Posted Dec. 30, 2007:
Academic disengagement is likely to exacerbate a second aspect of this crisis – underemployment. Some underemployment is structural in the sense that there are simply not enough jobs for our university graduates. In the 1990s, according to Statistics Canada, our universities produced some 1.2 million grads, but only about 600,000 jobs were created during that decade that required that level of credential. Currently, we have about one million students in the system. If the job creation pace of the 1990s remains the same, we will have several hundred thousand grads each year pursuing fewer than 100,000 job openings. This could increase the structural underemployment rate from the 50% level found in the 1980s and 1900s to about 75%.

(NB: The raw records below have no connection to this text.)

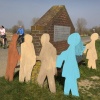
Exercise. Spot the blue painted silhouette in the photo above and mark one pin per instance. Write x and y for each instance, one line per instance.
(70, 68)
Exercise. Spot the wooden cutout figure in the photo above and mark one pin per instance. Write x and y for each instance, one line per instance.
(27, 60)
(91, 51)
(13, 57)
(48, 63)
(70, 68)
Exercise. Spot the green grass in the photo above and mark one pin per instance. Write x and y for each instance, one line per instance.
(31, 91)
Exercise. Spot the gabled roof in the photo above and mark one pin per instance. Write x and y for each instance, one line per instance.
(48, 16)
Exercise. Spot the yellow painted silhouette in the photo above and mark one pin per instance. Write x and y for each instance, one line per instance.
(91, 51)
(28, 59)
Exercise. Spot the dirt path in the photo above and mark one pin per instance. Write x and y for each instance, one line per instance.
(4, 54)
(3, 60)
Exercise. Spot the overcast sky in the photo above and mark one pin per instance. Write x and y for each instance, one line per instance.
(25, 10)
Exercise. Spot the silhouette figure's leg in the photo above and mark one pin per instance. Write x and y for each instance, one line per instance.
(21, 73)
(51, 82)
(74, 88)
(93, 64)
(41, 76)
(89, 63)
(67, 86)
(28, 72)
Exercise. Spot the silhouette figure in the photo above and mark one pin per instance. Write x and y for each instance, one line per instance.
(13, 57)
(27, 60)
(70, 68)
(91, 51)
(48, 63)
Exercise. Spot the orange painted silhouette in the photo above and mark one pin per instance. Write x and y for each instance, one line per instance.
(91, 51)
(13, 57)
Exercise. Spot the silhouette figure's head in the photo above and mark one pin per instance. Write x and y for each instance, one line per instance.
(74, 39)
(28, 38)
(14, 37)
(94, 36)
(45, 38)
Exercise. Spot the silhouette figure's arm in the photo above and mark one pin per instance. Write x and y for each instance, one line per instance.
(86, 48)
(60, 59)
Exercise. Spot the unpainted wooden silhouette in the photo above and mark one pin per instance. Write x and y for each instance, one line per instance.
(48, 63)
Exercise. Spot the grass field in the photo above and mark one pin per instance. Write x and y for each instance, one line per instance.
(89, 86)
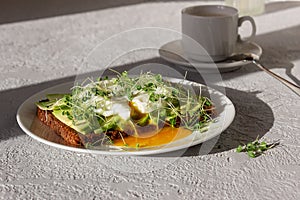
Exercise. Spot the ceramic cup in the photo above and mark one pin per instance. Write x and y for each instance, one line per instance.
(210, 32)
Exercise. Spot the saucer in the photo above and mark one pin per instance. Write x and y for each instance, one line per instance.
(173, 52)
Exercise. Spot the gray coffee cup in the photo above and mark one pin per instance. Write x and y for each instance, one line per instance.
(210, 32)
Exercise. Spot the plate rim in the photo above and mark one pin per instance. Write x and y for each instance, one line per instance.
(30, 100)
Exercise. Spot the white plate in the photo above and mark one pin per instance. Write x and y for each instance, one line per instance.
(27, 120)
(173, 52)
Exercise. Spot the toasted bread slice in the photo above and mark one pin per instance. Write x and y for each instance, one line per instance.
(70, 135)
(67, 133)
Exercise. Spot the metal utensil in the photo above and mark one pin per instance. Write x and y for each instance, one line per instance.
(254, 59)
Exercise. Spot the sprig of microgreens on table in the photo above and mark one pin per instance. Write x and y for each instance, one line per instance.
(256, 148)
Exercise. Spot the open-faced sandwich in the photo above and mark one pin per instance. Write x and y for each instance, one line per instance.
(140, 111)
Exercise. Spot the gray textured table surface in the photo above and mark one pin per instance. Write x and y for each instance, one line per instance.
(44, 47)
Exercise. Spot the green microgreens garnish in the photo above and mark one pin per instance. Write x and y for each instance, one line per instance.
(255, 148)
(89, 104)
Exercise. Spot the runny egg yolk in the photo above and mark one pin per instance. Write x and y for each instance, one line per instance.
(150, 139)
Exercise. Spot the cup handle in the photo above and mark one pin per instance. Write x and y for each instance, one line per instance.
(251, 20)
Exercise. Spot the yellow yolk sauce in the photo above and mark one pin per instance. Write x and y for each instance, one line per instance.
(149, 139)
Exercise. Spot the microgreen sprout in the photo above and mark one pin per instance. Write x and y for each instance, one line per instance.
(255, 148)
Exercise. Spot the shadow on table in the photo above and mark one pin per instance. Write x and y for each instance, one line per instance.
(21, 10)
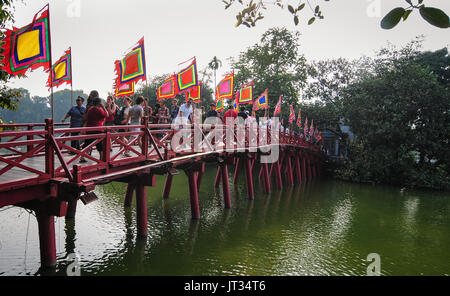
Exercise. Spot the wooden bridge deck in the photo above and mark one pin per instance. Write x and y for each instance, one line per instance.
(40, 171)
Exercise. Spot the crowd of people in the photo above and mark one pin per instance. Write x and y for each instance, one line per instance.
(97, 114)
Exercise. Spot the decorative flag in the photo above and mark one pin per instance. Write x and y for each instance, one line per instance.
(236, 102)
(319, 137)
(305, 128)
(187, 78)
(291, 115)
(224, 89)
(168, 89)
(311, 129)
(299, 119)
(132, 67)
(61, 71)
(28, 48)
(126, 89)
(219, 105)
(263, 101)
(195, 93)
(246, 94)
(278, 106)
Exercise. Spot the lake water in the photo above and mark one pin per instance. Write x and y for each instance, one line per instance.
(318, 228)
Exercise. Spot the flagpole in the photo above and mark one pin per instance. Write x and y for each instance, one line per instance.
(71, 78)
(51, 64)
(145, 65)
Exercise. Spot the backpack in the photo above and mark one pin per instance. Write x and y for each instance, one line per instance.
(119, 116)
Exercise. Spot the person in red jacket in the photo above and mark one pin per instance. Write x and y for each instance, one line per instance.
(96, 116)
(230, 113)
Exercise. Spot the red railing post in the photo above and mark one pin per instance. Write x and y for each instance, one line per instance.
(49, 151)
(145, 138)
(249, 176)
(106, 155)
(30, 138)
(193, 194)
(141, 209)
(46, 225)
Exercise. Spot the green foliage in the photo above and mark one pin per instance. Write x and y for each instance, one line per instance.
(432, 15)
(400, 116)
(36, 109)
(251, 13)
(273, 63)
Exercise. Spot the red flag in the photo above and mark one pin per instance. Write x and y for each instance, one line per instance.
(28, 48)
(278, 106)
(292, 115)
(299, 119)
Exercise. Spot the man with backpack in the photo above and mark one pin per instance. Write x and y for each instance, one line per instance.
(121, 118)
(76, 114)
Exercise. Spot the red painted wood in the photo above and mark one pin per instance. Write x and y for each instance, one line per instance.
(47, 244)
(218, 177)
(167, 186)
(71, 209)
(200, 176)
(278, 174)
(225, 186)
(237, 170)
(129, 194)
(298, 169)
(266, 179)
(141, 210)
(249, 177)
(193, 195)
(289, 170)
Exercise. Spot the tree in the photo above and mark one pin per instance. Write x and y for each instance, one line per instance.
(273, 63)
(36, 109)
(400, 116)
(251, 12)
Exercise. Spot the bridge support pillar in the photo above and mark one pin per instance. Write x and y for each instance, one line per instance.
(308, 167)
(313, 168)
(193, 194)
(303, 168)
(237, 170)
(141, 210)
(249, 176)
(278, 174)
(265, 173)
(167, 186)
(200, 175)
(298, 169)
(218, 177)
(290, 172)
(129, 194)
(225, 185)
(71, 209)
(47, 244)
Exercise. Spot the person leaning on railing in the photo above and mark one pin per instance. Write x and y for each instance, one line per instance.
(135, 116)
(76, 114)
(163, 116)
(96, 117)
(122, 119)
(111, 107)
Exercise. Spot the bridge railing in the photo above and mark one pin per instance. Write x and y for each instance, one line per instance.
(44, 151)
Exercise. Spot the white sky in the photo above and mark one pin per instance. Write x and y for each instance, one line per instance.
(101, 31)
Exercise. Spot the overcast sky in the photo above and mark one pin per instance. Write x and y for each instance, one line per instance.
(101, 31)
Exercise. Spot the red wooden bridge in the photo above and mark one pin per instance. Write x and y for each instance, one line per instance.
(40, 171)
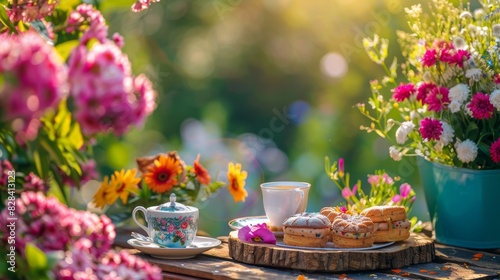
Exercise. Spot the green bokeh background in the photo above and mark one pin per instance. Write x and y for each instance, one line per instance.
(245, 81)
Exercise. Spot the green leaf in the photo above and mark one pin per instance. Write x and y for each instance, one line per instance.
(64, 49)
(35, 257)
(4, 18)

While these university graduates are less likely to be unemployed, it is because they take jobs requiring lower levels of education, leaving the hapless high school and community college graduate in an even worse predicament than was the case before so many began taking the university route to compete for entry-level positions. This predicament is referred to as the “downward cascading effect” of credential over-production.

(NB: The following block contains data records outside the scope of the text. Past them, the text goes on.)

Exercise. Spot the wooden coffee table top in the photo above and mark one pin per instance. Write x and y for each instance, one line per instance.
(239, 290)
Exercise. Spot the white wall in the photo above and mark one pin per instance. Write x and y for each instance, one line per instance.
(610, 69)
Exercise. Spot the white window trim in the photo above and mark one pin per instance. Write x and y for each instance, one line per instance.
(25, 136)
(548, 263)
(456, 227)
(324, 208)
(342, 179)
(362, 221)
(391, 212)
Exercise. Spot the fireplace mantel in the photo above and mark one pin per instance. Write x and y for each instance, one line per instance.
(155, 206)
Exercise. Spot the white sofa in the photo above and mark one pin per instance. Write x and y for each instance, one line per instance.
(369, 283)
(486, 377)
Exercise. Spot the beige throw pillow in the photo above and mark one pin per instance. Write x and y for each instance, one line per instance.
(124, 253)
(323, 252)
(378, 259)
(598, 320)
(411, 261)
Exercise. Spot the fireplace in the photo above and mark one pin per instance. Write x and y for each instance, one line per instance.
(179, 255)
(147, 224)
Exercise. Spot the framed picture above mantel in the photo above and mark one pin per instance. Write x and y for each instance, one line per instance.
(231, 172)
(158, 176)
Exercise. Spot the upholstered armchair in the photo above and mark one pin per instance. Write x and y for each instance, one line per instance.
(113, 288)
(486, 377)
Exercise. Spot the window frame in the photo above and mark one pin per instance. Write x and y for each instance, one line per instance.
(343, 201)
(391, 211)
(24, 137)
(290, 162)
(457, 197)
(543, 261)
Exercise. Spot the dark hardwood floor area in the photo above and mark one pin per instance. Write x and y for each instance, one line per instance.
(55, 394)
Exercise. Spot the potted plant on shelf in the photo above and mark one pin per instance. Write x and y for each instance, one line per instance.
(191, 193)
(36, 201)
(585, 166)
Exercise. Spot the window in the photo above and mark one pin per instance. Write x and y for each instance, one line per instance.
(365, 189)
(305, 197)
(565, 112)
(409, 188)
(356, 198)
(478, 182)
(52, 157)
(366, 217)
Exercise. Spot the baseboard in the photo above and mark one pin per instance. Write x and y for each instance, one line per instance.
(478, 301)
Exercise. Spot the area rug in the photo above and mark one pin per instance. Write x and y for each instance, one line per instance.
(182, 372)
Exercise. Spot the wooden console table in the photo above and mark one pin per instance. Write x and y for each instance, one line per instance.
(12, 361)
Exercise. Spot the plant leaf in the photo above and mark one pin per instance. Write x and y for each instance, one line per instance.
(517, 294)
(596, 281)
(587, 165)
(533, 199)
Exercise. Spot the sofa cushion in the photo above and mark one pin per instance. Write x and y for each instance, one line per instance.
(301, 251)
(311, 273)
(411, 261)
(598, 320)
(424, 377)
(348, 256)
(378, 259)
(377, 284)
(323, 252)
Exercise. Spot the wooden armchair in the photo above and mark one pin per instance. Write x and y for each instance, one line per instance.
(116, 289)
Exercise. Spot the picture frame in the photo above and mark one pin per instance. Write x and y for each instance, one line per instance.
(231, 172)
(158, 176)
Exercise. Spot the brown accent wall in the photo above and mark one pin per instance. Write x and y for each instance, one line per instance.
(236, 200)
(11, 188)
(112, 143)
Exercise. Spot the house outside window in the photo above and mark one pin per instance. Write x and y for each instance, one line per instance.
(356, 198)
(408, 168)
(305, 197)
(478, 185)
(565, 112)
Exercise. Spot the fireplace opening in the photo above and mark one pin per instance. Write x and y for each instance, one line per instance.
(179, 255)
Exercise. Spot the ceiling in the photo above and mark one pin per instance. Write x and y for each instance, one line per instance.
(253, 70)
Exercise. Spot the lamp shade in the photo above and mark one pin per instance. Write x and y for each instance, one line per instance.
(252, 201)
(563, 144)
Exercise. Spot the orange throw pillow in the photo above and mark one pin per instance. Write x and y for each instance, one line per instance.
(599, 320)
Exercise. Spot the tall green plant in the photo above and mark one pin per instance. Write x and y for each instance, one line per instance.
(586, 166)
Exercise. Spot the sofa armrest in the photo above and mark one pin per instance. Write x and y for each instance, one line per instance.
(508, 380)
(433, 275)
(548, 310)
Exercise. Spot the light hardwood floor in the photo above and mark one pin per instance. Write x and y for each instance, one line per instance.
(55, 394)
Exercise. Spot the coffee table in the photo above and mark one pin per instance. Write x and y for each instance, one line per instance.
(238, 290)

At the same time, some underemployment is personal, rather than structural, created by students who drift through secondary and universities with little required of them, and who therefore have learned little that would qualify them as “highly skilled” in the job market. These graduates have not acquired the type of human capital skills that are believed to stimulate economic productivity and growth. In fact, according to a report published by Human Resources and Skills Development Canada almost one in five university graduates now works in a low-skilled job. The presence of, and tolerance by universities for, disengaged students helps explain the low level of function literacy of many university graduates, along with the fact that some university graduates take jobs alongside high school graduates. In their book Who’s Not Working and Why Fredric Pryor and David Schaffer provide extensive statistical evidence that American university graduates in jobs requiring high school credentials have lower levels of functional literacy.

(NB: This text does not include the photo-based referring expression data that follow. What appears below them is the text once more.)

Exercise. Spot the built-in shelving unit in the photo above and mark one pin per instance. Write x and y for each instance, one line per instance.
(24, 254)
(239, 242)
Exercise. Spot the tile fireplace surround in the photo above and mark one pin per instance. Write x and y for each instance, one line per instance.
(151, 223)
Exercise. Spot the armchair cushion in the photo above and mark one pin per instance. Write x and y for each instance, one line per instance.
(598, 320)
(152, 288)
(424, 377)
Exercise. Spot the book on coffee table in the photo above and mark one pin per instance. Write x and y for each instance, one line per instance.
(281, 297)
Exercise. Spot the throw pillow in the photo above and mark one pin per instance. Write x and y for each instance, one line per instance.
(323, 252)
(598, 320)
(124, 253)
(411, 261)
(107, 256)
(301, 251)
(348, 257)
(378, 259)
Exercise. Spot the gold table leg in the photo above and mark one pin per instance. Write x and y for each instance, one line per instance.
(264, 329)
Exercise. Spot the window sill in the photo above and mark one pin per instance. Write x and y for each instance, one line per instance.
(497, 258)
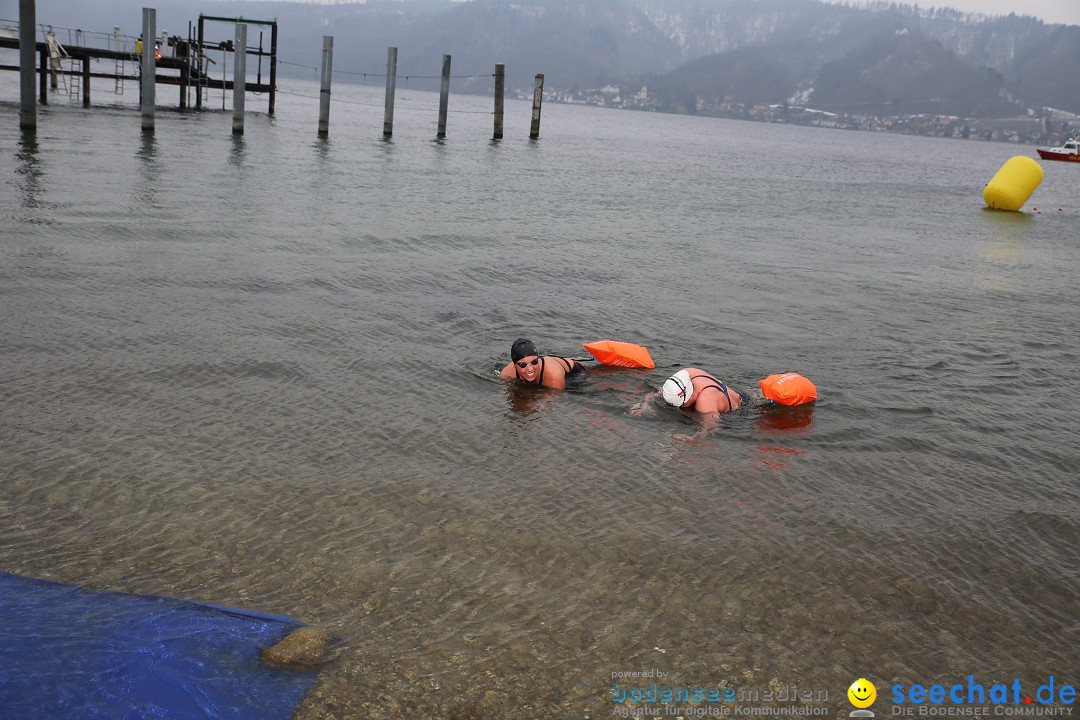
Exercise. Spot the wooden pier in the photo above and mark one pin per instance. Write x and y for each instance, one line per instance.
(186, 63)
(188, 57)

In the end, the more graduates we produce with a history of academic disengagement, the less they will benefit personally and financially, and the less likely they will contribute to the national economy beyond what a high-school graduate would add. Meanwhile, the liberal arts programmes that are increasingly bloated by academically disengaged students will continue to decline in quality, and their promise of expanding bright minds will continue to fade. If Canada is to stand by its claim of being a world leader in higher education, and if it hopes to maintain its global competitiveness, reforms are needed in both our secondary schools and universities.